Shortly after the incident Paul left Portland to be with her parents in New Hampshire. Just 10 days after the Aug. 8 hearing, Portland State University sent Paul an email stating that the Student Conduct Committee determined that the accused was not responsible for rape.
“Federal law, the Family and Education Rights and Privacy Act, restricts universities from releasing student information such as investigations into conduct complaints,” PSU spokesman Scott Gallagher said. “What we can say is how the campus deals with allegations of sexual assaults involving students.
“Individuals who make a complaint or are accused in a complaint receive equal access in the process and have the same opportunity to present their side to the (Student Conduct) committee,” Gallagher said. “[The hearing] is not a criminal proceeding or a civil court proceeding and lawyers are not present. However, both the complainant and the accused are afforded access to an advocate or advisor of their choice.
“In summary, Portland State takes sexual assaults seriously with detailed policies and procedures in place that focus on education, prevention, response and support.”
Gallagher said when a sexual assault is reported, campus police and the Portland Police Bureau investigate. Portland Police officer Ryan Rees said the department does not have a report of the incident because the case was under the jurisdiction of campus police.
The Multnomah County District Attorney is reviewing the case.
“That was one thing that was really confusing to my family and I is why he wasn’t arrested and why he was allowed to leave the state,” she said. “There wasn’t much police action at all more than them just making a report.”
Chris Ramras, Multnomah County Senior Deputy District Attorney, said the case is being looked into and a final decision on whether to prosecute has not been made.

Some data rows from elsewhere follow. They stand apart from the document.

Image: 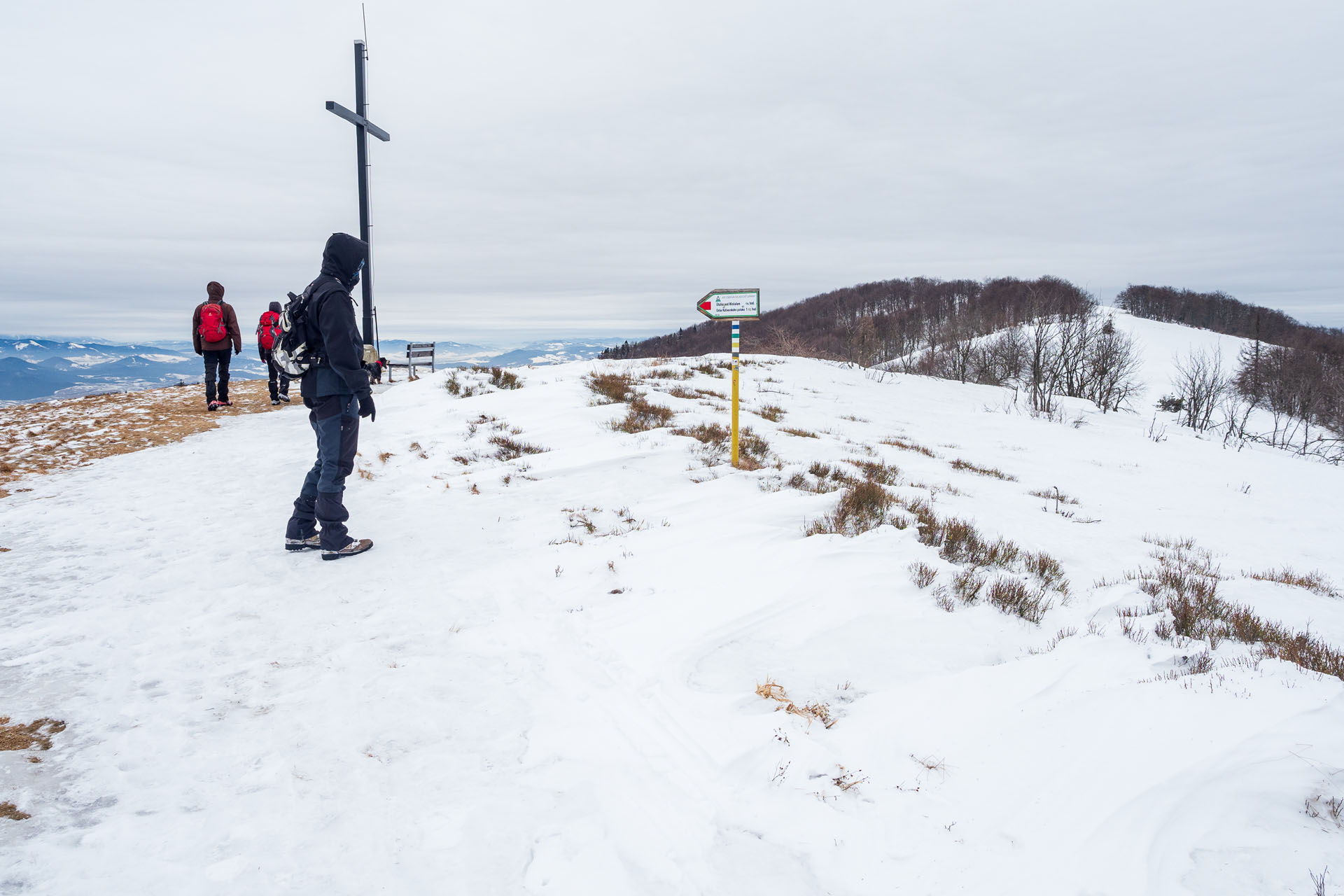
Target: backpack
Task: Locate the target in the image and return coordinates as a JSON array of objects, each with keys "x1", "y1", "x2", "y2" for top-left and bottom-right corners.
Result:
[
  {"x1": 257, "y1": 312, "x2": 279, "y2": 351},
  {"x1": 270, "y1": 278, "x2": 342, "y2": 376},
  {"x1": 196, "y1": 302, "x2": 228, "y2": 342}
]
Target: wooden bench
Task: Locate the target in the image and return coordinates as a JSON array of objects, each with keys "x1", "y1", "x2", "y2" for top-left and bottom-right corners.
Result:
[{"x1": 387, "y1": 342, "x2": 434, "y2": 383}]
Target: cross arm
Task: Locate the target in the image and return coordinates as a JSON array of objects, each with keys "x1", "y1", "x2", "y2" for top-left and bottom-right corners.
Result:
[{"x1": 327, "y1": 99, "x2": 393, "y2": 142}]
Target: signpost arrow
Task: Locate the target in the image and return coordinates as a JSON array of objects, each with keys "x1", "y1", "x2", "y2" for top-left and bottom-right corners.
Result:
[
  {"x1": 695, "y1": 289, "x2": 761, "y2": 466},
  {"x1": 696, "y1": 289, "x2": 761, "y2": 321}
]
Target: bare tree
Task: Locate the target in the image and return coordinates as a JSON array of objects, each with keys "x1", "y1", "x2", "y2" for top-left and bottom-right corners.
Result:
[
  {"x1": 1172, "y1": 348, "x2": 1231, "y2": 433},
  {"x1": 1079, "y1": 328, "x2": 1142, "y2": 414}
]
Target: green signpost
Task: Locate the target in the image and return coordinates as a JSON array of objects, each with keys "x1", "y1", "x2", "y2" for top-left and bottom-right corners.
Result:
[{"x1": 696, "y1": 289, "x2": 761, "y2": 468}]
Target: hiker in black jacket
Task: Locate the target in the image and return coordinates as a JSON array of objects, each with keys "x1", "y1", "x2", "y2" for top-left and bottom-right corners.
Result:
[{"x1": 285, "y1": 234, "x2": 375, "y2": 560}]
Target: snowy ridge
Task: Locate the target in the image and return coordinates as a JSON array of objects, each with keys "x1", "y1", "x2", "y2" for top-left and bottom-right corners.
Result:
[{"x1": 0, "y1": 318, "x2": 1344, "y2": 896}]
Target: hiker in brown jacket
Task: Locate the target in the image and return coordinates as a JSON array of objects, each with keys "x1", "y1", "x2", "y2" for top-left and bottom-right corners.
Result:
[{"x1": 191, "y1": 281, "x2": 244, "y2": 411}]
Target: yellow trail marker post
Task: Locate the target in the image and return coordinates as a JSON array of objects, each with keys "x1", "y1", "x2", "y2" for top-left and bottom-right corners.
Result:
[{"x1": 695, "y1": 289, "x2": 761, "y2": 468}]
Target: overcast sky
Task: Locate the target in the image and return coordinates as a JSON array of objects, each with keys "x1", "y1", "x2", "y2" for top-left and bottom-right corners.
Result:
[{"x1": 0, "y1": 0, "x2": 1344, "y2": 341}]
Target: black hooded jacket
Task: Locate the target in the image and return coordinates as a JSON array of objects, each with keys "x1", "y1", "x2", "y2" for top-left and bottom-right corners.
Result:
[{"x1": 300, "y1": 234, "x2": 368, "y2": 398}]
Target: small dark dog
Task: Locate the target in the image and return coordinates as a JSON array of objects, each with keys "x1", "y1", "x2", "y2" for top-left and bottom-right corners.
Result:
[{"x1": 364, "y1": 357, "x2": 387, "y2": 383}]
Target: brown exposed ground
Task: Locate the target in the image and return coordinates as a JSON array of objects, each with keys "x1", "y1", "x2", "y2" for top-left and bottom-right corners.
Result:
[
  {"x1": 0, "y1": 716, "x2": 66, "y2": 750},
  {"x1": 0, "y1": 380, "x2": 281, "y2": 498}
]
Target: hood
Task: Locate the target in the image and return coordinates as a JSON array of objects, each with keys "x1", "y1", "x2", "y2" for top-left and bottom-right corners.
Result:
[{"x1": 323, "y1": 234, "x2": 368, "y2": 289}]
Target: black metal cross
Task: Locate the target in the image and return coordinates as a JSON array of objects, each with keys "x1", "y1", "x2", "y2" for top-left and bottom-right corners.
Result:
[{"x1": 327, "y1": 41, "x2": 391, "y2": 349}]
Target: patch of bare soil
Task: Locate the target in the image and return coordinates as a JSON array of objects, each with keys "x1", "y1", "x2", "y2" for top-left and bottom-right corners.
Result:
[{"x1": 0, "y1": 380, "x2": 281, "y2": 498}]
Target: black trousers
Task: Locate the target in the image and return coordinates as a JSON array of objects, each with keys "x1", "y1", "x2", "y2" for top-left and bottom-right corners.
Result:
[
  {"x1": 204, "y1": 348, "x2": 228, "y2": 405},
  {"x1": 258, "y1": 348, "x2": 289, "y2": 402},
  {"x1": 285, "y1": 395, "x2": 359, "y2": 551}
]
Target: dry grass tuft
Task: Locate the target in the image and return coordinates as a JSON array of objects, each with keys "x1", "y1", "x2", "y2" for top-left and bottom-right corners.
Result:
[
  {"x1": 847, "y1": 456, "x2": 900, "y2": 485},
  {"x1": 882, "y1": 435, "x2": 938, "y2": 456},
  {"x1": 489, "y1": 435, "x2": 550, "y2": 461},
  {"x1": 489, "y1": 367, "x2": 523, "y2": 390},
  {"x1": 985, "y1": 578, "x2": 1051, "y2": 624},
  {"x1": 0, "y1": 379, "x2": 285, "y2": 498},
  {"x1": 672, "y1": 423, "x2": 770, "y2": 470},
  {"x1": 612, "y1": 395, "x2": 676, "y2": 433},
  {"x1": 1027, "y1": 488, "x2": 1078, "y2": 504},
  {"x1": 1242, "y1": 566, "x2": 1344, "y2": 598},
  {"x1": 649, "y1": 367, "x2": 695, "y2": 380},
  {"x1": 757, "y1": 677, "x2": 836, "y2": 728},
  {"x1": 1126, "y1": 538, "x2": 1344, "y2": 678},
  {"x1": 951, "y1": 456, "x2": 1017, "y2": 482},
  {"x1": 804, "y1": 479, "x2": 897, "y2": 538},
  {"x1": 0, "y1": 804, "x2": 32, "y2": 821},
  {"x1": 892, "y1": 500, "x2": 1070, "y2": 623},
  {"x1": 583, "y1": 372, "x2": 634, "y2": 405},
  {"x1": 0, "y1": 716, "x2": 66, "y2": 750},
  {"x1": 906, "y1": 563, "x2": 938, "y2": 589}
]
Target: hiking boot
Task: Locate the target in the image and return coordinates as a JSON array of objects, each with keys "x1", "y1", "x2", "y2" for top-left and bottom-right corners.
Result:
[{"x1": 323, "y1": 539, "x2": 374, "y2": 560}]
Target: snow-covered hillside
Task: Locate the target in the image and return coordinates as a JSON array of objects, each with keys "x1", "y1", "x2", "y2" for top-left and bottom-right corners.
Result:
[{"x1": 0, "y1": 317, "x2": 1344, "y2": 896}]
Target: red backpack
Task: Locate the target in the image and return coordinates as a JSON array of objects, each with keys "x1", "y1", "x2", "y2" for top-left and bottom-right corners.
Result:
[
  {"x1": 257, "y1": 312, "x2": 279, "y2": 352},
  {"x1": 196, "y1": 302, "x2": 228, "y2": 342}
]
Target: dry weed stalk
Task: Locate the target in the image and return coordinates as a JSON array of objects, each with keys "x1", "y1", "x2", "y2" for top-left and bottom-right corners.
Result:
[{"x1": 755, "y1": 677, "x2": 836, "y2": 728}]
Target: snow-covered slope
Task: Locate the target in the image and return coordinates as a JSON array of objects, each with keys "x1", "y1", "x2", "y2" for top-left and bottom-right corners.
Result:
[{"x1": 0, "y1": 321, "x2": 1344, "y2": 896}]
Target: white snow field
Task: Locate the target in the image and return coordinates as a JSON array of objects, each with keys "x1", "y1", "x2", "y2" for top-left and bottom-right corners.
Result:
[{"x1": 0, "y1": 317, "x2": 1344, "y2": 896}]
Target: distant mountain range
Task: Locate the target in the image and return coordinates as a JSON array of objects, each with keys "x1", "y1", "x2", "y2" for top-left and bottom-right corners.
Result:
[{"x1": 0, "y1": 335, "x2": 621, "y2": 405}]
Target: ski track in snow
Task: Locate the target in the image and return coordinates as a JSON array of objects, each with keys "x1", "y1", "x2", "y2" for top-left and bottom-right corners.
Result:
[{"x1": 0, "y1": 317, "x2": 1344, "y2": 896}]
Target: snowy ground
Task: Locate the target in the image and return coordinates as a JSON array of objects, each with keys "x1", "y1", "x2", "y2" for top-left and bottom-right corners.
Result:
[{"x1": 0, "y1": 318, "x2": 1344, "y2": 896}]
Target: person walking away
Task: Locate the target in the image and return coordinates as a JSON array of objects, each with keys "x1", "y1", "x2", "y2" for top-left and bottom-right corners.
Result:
[
  {"x1": 285, "y1": 234, "x2": 375, "y2": 560},
  {"x1": 257, "y1": 302, "x2": 289, "y2": 406},
  {"x1": 191, "y1": 281, "x2": 244, "y2": 411}
]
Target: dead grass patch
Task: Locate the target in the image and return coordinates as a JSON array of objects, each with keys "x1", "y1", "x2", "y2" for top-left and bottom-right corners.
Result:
[
  {"x1": 906, "y1": 563, "x2": 938, "y2": 589},
  {"x1": 1126, "y1": 538, "x2": 1344, "y2": 678},
  {"x1": 0, "y1": 802, "x2": 32, "y2": 821},
  {"x1": 951, "y1": 456, "x2": 1017, "y2": 482},
  {"x1": 1027, "y1": 488, "x2": 1078, "y2": 504},
  {"x1": 1242, "y1": 566, "x2": 1344, "y2": 598},
  {"x1": 672, "y1": 423, "x2": 770, "y2": 470},
  {"x1": 489, "y1": 367, "x2": 523, "y2": 390},
  {"x1": 892, "y1": 498, "x2": 1070, "y2": 623},
  {"x1": 583, "y1": 372, "x2": 634, "y2": 405},
  {"x1": 649, "y1": 367, "x2": 695, "y2": 380},
  {"x1": 0, "y1": 380, "x2": 285, "y2": 497},
  {"x1": 0, "y1": 716, "x2": 66, "y2": 750},
  {"x1": 881, "y1": 435, "x2": 938, "y2": 456},
  {"x1": 985, "y1": 578, "x2": 1051, "y2": 624},
  {"x1": 612, "y1": 393, "x2": 676, "y2": 433},
  {"x1": 755, "y1": 677, "x2": 836, "y2": 728},
  {"x1": 489, "y1": 435, "x2": 550, "y2": 461},
  {"x1": 804, "y1": 479, "x2": 897, "y2": 538},
  {"x1": 846, "y1": 456, "x2": 900, "y2": 485}
]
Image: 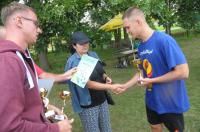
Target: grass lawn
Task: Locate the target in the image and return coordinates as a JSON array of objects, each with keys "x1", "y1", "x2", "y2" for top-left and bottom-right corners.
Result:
[{"x1": 45, "y1": 35, "x2": 200, "y2": 132}]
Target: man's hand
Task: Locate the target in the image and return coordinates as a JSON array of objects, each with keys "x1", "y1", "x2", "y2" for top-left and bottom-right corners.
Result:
[
  {"x1": 138, "y1": 78, "x2": 152, "y2": 86},
  {"x1": 111, "y1": 84, "x2": 126, "y2": 94}
]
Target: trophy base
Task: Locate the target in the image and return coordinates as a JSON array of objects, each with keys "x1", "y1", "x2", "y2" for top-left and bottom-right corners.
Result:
[{"x1": 54, "y1": 115, "x2": 65, "y2": 121}]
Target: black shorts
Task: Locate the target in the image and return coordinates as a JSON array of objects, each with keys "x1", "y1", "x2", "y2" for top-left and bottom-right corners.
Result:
[{"x1": 146, "y1": 106, "x2": 184, "y2": 132}]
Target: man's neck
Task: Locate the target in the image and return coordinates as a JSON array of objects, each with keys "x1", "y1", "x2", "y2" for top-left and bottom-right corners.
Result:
[{"x1": 142, "y1": 26, "x2": 154, "y2": 42}]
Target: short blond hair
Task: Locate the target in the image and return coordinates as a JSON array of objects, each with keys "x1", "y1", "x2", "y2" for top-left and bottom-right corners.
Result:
[
  {"x1": 122, "y1": 6, "x2": 145, "y2": 20},
  {"x1": 1, "y1": 2, "x2": 34, "y2": 25}
]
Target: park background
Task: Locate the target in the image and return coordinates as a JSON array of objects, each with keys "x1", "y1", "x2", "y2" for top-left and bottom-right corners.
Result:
[{"x1": 0, "y1": 0, "x2": 200, "y2": 132}]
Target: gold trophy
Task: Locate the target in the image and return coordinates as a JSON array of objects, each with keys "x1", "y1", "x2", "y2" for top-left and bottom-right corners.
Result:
[
  {"x1": 55, "y1": 90, "x2": 70, "y2": 121},
  {"x1": 132, "y1": 59, "x2": 152, "y2": 91},
  {"x1": 132, "y1": 58, "x2": 143, "y2": 84}
]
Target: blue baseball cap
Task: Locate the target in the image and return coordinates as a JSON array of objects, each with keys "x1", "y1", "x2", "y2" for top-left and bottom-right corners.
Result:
[{"x1": 71, "y1": 31, "x2": 90, "y2": 44}]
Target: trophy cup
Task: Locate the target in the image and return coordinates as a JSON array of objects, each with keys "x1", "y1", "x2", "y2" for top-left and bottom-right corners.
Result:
[
  {"x1": 40, "y1": 88, "x2": 55, "y2": 118},
  {"x1": 133, "y1": 58, "x2": 143, "y2": 81},
  {"x1": 55, "y1": 90, "x2": 70, "y2": 121},
  {"x1": 133, "y1": 59, "x2": 152, "y2": 91}
]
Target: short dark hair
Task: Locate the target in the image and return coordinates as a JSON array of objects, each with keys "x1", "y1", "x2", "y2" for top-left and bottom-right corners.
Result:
[
  {"x1": 122, "y1": 6, "x2": 144, "y2": 19},
  {"x1": 1, "y1": 1, "x2": 35, "y2": 25}
]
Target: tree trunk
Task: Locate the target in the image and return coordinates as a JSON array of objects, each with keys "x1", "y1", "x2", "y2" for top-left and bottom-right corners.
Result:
[{"x1": 38, "y1": 51, "x2": 49, "y2": 70}]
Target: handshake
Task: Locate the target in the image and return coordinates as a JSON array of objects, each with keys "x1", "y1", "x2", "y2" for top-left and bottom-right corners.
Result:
[{"x1": 106, "y1": 74, "x2": 153, "y2": 94}]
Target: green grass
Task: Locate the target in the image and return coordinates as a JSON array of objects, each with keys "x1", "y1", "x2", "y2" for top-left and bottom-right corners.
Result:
[{"x1": 43, "y1": 35, "x2": 200, "y2": 132}]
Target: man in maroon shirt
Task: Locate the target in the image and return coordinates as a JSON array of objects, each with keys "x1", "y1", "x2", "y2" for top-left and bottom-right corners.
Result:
[{"x1": 0, "y1": 2, "x2": 71, "y2": 132}]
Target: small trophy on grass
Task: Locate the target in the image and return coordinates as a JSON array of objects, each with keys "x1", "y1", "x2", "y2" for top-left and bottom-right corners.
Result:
[{"x1": 55, "y1": 90, "x2": 70, "y2": 120}]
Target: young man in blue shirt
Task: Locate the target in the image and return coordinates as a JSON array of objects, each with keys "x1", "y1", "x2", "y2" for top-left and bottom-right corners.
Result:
[{"x1": 123, "y1": 7, "x2": 190, "y2": 132}]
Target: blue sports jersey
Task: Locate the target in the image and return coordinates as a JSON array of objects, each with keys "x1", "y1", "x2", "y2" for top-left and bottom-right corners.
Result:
[{"x1": 138, "y1": 31, "x2": 190, "y2": 114}]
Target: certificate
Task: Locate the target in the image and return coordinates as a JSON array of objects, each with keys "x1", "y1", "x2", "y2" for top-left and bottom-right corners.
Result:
[
  {"x1": 71, "y1": 55, "x2": 98, "y2": 88},
  {"x1": 38, "y1": 78, "x2": 54, "y2": 96}
]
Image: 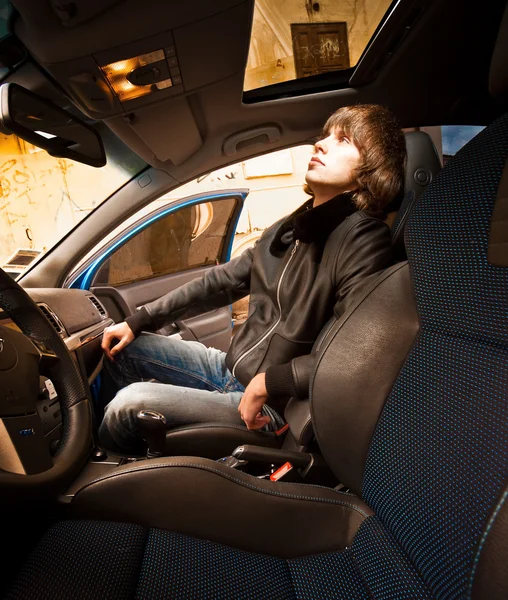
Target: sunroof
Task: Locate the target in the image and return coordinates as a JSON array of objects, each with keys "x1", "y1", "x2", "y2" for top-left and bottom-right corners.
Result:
[{"x1": 243, "y1": 0, "x2": 392, "y2": 91}]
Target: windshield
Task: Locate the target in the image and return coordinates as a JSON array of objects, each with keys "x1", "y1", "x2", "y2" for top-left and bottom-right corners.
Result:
[{"x1": 0, "y1": 124, "x2": 147, "y2": 278}]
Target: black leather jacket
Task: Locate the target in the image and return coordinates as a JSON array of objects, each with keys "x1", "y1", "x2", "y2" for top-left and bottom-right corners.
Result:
[{"x1": 127, "y1": 195, "x2": 392, "y2": 411}]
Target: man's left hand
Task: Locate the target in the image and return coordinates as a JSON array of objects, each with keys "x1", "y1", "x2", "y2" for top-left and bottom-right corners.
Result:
[{"x1": 238, "y1": 373, "x2": 271, "y2": 429}]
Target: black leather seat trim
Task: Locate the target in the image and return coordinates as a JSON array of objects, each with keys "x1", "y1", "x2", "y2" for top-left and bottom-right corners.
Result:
[
  {"x1": 165, "y1": 423, "x2": 284, "y2": 459},
  {"x1": 69, "y1": 457, "x2": 373, "y2": 558},
  {"x1": 311, "y1": 262, "x2": 420, "y2": 494},
  {"x1": 487, "y1": 160, "x2": 508, "y2": 267}
]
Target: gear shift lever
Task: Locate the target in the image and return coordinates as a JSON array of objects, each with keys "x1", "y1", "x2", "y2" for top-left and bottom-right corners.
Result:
[{"x1": 137, "y1": 410, "x2": 166, "y2": 458}]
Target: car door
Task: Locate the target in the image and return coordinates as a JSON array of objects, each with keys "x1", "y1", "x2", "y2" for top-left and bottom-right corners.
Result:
[{"x1": 71, "y1": 189, "x2": 248, "y2": 351}]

“My best guess is it will be fairly quickly from this moment on,” he said.
On whether the DA would go forward with the case Ramras said, “It’s possible it just hasn’t been decided yet.”
On whether the student’s code of conduct’s decision would impact the judicial case, Ramras said, “It doesn’t really have much impact on what we decide to do.”
Paul’s friend Susana Ruiz, a sophomore at Portland State, has since started a Change.org petition titled “Stop Violating The Sexual Assault Law: Title IX.” The petition has over 50,000 signatures.
Ruiz said since putting the petition up she has received calls from other female students who claim their cases were also mishandled.
“Some of them got blamed for the situation,” she said. “That’s why it’s worrisome because it’s a common thing."
Ruiz emailed mayor Charlie Hales and plans to take the case before the Portland City Council.
Three months after the alleged rape Paul is unsure if she will return to PSU and is appealing the decision of the Student Code of Conduct Committee.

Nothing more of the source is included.